Тогдашний председатель ВСО Наум Соколов встретился с Муссолини 16 февраля 1933 г. Соколов не представлял собой сколько-нибудь импозантной фигуры; он был избран только в 1931 г., после выхода в отставку Вейцмана, которому был вынесен вотум недоверия из-за проводившейся им политики подлаживания к англичанам, и у него не было никаких просьб к Муссолини. Однако Муссолини говорил о своей «сердечной симпатии» к евреям. Когда нацисты предупредили мир о назначенном ими на 1 апреля антиеврейском бойкоте, Муссолини поручил своему послу встретиться 31 марта с Гитлером, чтобы убедить его отказаться от такого бойкота. В ходе этой встречи фюрер не жалел похвал в адрес дуче, однако подчеркнул, что он был величайшим в мире специалистом по еврейским делам, и его не нужно учить, как обращаться с евреями. Разве он был виноват в том, что виднейшие марксисты были евреями? И какие же эксцессы он позволил себе в отношении евреев, чтобы его имя так поносилось за границей, резко ответил он своему собеседнику.

Нет, его поклонники, может быть, и были бы ему блатодарлы, если бы он отменил бойкот, но все его многочисленные враги расценили бы этот шаг как признак слабости. Гитлер попросил посла при следующей же его встрече с синьором Муссолини «добавить следующее: что мне не известно, будет ли мое имя через двести или триста лет чтиться в Германии за все то, что, как я так страстно надеюсь, мне удастся сделать для моего народа, но в одном я абсолютно уверен — через пятьсот или шестьсот лет имя Гитлера будет повсюду прославляться как имя человека, раз и навсегда избавившего мир от чумы иудаизма»1.

Итальянцы, которых тревожили замыслы Германии в отношении Австрии, поддерживали поэтому сравнительно хорошие отношения с англичанами и сообщили Лондону об этой встрече, однако нет никаких оснований думать, что Муссолини когда-либо передал эти зловещие слова сионистам:

нет также никаких свидетельств того, что BСO когда-либо позволила себе просить, чтобы итальянцы информировали ее о намерениях Гитлера. ВСО была заинтересована в том, чтобы побудить Муссолини поддержать ее в палестинском вопросе, присоединиться к позиции англичан в отношении Австрии и проводить в нацистских кругах закулисную работу в пользу германских евреев. В еврейских общинах в Восточной

Европе бытовала старая традиция «штадлина» (ходатайства), когда богатые евреи шли к местному Аману* и давали ему взятку, чтобы тот приказал толпе разойтись. Но Гитлер не был ни Обыкновенным самодержцем, ненавидевшим евреев, ни даже каким-то Петлюрой, и ни один еврей никогда не был допущен в его кабинет. Хотя сионизму и приходилось бороться против традиционного «штадлинима» — стремления захватить власть в еврейских общинах — и хотя он всячески использовал робость этих людей, ВСО надеялась, что Муссолини станет их полномочным ходатаем перед Гитлером.

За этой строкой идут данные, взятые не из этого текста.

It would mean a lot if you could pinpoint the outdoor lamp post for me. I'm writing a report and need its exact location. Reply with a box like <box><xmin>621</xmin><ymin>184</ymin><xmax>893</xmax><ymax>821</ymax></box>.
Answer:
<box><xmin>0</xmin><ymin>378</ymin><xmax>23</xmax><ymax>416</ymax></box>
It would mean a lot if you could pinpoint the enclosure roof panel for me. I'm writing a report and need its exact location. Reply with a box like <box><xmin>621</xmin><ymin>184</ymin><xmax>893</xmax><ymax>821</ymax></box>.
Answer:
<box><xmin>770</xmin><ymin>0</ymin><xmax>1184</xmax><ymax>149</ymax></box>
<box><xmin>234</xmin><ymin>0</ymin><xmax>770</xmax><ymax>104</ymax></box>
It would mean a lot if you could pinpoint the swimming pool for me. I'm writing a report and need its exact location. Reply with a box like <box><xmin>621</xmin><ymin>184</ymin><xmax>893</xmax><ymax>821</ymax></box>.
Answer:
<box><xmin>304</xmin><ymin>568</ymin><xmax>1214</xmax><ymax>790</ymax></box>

Попытки побудить Муссолини нашептывать в ухо Гитлера представляли собой всего лишь новейшую форму «штадлинима».

__________

* Аман — персидский сатрап, замышлявший уничтожение евреев, казненный по наущению библейской Эсфири. — Прим. ред.

 

«Моя третья и последняя встреча с Муссолини»

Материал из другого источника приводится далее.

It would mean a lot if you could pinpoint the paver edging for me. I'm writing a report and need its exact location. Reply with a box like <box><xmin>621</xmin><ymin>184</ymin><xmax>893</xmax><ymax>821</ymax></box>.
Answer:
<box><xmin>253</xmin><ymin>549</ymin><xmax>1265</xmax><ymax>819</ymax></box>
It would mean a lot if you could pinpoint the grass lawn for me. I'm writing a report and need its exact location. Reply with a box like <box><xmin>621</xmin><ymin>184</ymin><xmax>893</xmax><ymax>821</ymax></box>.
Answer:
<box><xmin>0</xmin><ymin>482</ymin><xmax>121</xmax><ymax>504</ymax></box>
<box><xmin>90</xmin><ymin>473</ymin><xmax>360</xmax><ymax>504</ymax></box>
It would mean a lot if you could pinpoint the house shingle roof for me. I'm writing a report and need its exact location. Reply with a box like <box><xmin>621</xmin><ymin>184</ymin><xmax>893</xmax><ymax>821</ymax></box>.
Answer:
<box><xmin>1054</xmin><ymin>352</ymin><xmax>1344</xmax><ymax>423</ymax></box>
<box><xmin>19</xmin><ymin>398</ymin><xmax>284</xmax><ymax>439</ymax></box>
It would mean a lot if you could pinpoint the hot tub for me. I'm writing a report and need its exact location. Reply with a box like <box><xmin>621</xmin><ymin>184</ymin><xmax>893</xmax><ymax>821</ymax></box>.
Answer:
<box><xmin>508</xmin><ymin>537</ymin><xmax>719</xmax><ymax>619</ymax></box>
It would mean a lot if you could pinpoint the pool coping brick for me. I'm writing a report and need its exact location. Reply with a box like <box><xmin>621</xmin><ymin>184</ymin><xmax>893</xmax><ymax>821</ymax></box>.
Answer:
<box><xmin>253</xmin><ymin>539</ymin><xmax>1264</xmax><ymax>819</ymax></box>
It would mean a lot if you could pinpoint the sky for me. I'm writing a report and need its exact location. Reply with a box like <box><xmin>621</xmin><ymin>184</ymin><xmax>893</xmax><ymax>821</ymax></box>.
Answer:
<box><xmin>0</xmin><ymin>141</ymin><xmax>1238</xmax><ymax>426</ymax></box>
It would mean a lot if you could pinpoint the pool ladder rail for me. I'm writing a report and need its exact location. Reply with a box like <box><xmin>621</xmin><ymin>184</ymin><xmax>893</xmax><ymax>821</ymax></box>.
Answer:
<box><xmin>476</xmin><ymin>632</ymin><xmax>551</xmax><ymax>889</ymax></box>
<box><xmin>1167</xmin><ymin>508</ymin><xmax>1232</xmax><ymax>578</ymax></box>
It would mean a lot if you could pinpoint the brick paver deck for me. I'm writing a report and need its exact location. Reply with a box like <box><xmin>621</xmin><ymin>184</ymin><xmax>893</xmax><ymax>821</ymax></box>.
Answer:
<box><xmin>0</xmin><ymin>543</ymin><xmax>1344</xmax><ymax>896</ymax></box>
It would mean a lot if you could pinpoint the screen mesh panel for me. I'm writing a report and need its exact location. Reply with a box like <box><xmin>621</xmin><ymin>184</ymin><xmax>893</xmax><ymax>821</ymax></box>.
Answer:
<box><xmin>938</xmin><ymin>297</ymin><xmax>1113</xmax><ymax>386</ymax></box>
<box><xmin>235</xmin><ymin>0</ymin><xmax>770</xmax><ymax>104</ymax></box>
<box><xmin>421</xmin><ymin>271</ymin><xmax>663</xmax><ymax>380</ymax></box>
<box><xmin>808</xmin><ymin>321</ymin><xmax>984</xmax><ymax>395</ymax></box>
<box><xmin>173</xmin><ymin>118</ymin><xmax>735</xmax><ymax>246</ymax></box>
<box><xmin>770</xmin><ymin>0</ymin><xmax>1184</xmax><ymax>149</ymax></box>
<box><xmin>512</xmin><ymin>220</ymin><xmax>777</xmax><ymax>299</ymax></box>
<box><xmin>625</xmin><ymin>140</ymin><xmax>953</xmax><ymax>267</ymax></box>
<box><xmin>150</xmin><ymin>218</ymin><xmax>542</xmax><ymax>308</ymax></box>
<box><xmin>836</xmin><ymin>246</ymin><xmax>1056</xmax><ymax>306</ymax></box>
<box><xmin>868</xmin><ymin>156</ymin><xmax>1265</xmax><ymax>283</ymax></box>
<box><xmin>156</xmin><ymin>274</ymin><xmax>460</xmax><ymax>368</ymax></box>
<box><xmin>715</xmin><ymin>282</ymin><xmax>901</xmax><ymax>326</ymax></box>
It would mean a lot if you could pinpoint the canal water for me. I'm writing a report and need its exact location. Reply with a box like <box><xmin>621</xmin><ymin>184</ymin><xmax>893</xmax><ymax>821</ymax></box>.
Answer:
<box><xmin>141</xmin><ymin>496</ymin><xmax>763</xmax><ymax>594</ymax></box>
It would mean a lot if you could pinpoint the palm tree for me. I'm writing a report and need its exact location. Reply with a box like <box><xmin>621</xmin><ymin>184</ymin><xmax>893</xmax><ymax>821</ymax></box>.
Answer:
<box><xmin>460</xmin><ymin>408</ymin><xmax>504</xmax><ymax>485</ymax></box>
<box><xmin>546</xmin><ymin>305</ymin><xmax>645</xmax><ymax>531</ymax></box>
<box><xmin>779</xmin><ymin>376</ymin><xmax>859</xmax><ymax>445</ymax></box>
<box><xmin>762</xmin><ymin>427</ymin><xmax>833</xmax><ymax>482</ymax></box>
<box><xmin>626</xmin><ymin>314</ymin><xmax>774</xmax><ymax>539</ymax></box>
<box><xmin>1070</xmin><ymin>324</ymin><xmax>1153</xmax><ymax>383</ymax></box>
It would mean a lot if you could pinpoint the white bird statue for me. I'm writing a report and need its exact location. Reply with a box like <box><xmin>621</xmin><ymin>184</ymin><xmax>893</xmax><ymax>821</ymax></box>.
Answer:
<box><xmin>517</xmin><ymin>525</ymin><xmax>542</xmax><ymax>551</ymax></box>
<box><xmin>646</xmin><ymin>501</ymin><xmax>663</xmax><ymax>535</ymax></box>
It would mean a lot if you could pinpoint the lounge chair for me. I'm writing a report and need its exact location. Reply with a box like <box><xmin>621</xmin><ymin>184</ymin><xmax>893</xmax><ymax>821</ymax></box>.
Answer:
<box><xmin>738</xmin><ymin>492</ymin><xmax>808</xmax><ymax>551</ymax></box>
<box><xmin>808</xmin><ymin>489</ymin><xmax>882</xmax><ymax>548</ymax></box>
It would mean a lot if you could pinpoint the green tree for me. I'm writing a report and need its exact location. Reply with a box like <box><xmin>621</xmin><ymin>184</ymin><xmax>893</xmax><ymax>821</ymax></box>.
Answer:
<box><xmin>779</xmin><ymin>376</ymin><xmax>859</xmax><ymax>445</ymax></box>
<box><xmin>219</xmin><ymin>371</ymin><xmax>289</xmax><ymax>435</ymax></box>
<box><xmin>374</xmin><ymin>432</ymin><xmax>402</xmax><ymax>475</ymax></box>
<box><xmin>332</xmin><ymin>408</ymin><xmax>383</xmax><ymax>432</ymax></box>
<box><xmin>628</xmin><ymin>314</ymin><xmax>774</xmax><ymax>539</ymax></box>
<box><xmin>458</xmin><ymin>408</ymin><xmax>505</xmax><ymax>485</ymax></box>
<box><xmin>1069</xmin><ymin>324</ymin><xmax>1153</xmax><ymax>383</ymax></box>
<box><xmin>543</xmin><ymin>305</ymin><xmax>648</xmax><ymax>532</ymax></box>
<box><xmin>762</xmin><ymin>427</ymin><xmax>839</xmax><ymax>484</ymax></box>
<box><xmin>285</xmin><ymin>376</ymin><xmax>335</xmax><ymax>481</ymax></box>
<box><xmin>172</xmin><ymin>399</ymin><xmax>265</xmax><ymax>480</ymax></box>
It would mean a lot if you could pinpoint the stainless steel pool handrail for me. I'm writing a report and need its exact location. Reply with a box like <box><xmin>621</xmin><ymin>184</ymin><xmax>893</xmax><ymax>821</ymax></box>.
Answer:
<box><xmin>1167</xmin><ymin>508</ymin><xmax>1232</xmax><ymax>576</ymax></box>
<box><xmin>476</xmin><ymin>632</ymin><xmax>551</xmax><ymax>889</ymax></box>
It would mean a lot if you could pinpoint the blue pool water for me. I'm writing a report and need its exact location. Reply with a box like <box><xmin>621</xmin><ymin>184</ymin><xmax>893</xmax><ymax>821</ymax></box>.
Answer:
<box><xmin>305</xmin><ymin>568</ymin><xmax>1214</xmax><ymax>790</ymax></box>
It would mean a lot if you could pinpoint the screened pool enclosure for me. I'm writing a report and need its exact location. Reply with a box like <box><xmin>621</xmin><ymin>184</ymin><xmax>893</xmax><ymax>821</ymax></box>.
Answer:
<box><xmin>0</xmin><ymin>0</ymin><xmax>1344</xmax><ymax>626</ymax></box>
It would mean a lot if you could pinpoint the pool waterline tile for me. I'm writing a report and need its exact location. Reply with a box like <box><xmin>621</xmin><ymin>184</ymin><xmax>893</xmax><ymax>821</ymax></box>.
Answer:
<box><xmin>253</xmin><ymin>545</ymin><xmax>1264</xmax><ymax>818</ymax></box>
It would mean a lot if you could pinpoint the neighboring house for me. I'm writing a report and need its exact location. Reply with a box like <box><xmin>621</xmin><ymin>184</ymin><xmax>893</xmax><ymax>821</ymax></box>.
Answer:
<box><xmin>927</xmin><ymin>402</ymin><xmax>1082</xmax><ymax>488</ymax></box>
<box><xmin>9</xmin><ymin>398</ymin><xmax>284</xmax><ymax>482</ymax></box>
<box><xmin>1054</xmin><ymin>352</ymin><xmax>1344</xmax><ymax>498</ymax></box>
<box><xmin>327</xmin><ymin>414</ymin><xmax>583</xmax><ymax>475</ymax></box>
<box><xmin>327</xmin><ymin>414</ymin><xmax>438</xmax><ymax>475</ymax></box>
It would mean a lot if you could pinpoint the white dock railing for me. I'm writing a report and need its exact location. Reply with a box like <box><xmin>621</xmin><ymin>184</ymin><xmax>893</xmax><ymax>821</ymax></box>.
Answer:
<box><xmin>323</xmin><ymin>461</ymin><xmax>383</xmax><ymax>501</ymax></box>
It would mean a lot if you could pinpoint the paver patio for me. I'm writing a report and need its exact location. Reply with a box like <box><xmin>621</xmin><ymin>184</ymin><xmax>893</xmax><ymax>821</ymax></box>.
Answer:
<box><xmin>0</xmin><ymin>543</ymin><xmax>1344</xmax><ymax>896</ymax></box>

Хотя пророчество, высказанное Гитлером послу Муссолини, было ужасным, в начале 1933 г. Гитлер остро ощущал свою слабость. Сопротивление усилению кампании преследования евреев, о котором свидетельствуют как вмешательство Муссолини, так и обращение к нему германской буржуазии, озабоченной судьбой своих экспортных рынков в Соединенных Штатах, вынуждало его ограничить объявленный им бойкот однодневным предостережением евреям. Но Муссолини воспринял эту осторожность как признак возможности выработки какого-то временного соглашения в этой связи.

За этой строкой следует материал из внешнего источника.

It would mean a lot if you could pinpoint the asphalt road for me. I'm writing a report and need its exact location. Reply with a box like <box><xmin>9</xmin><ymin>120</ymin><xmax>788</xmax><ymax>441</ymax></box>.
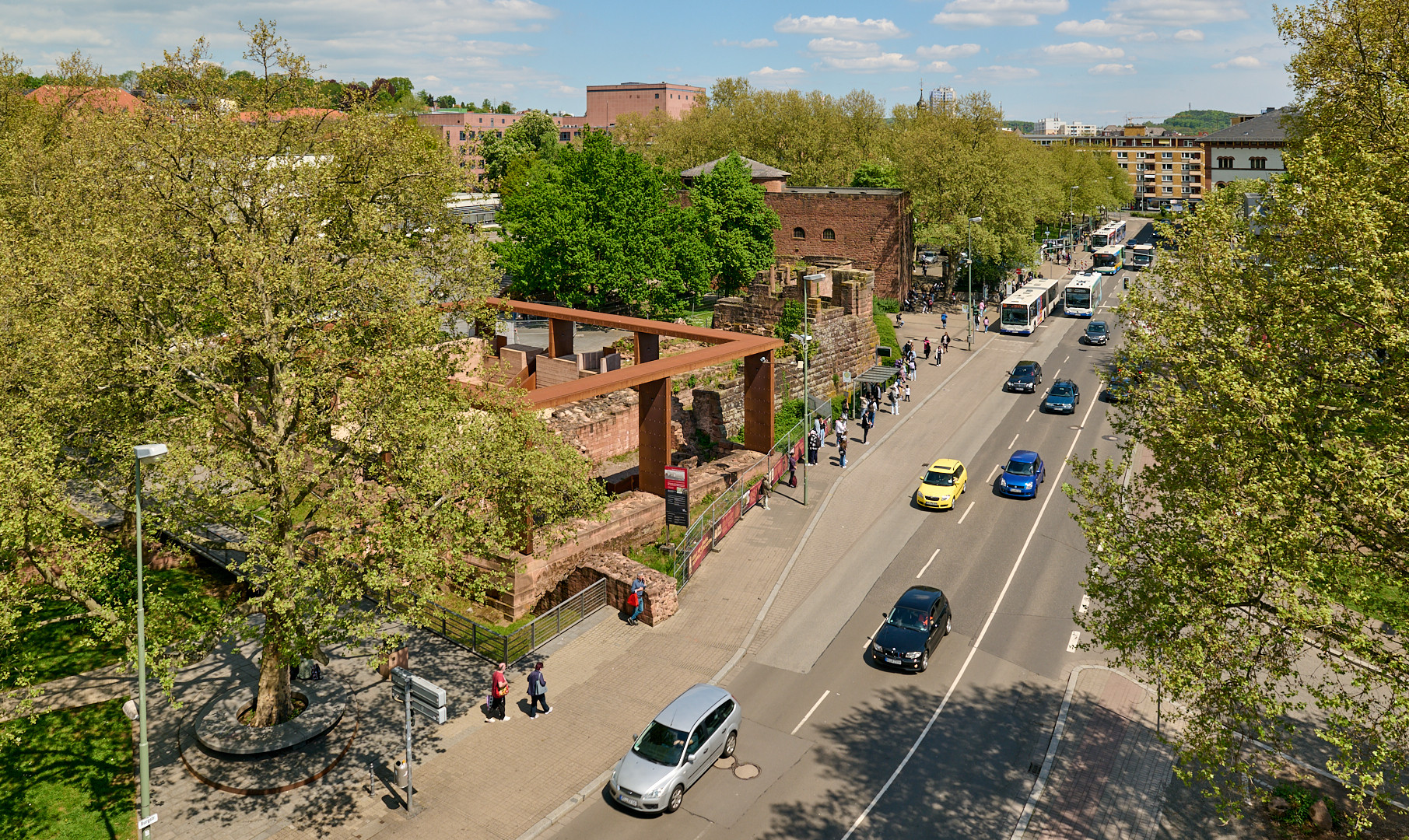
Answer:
<box><xmin>561</xmin><ymin>268</ymin><xmax>1119</xmax><ymax>840</ymax></box>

Он попытался помочь евреям; теперь он должен был сделать то же самое для Гитлера. Он попросил главного раввина

Рима Анджело Сачердотти связать его с кем-нибудь из руководящих деятелей еврейской общины, намекнув на то, что вряд ли можно будет ожидать, чтобы Гитлер откажется от дальнейшей антиеврейской деятельности, если ом предварительно не получит от ВСО гарантий в том, что евреи прекратят свои собственные демонстрации против него. Вейцман уже запланировал посетить Рим 26 апреля 1933 г., и раввин указал Муссолини на это обстоятельство как на удобный случай осуществить его желание; таким Образом была быстро достигнута договоренность о третьей встрече между Вейцманом и Муссолини.

Их беседа окружена мраком неизвестности; давнишний сподвижник Вейцмана Наум Гольдман заметил, что всякая неприятность «попросту приводила ого к потере памяти»2.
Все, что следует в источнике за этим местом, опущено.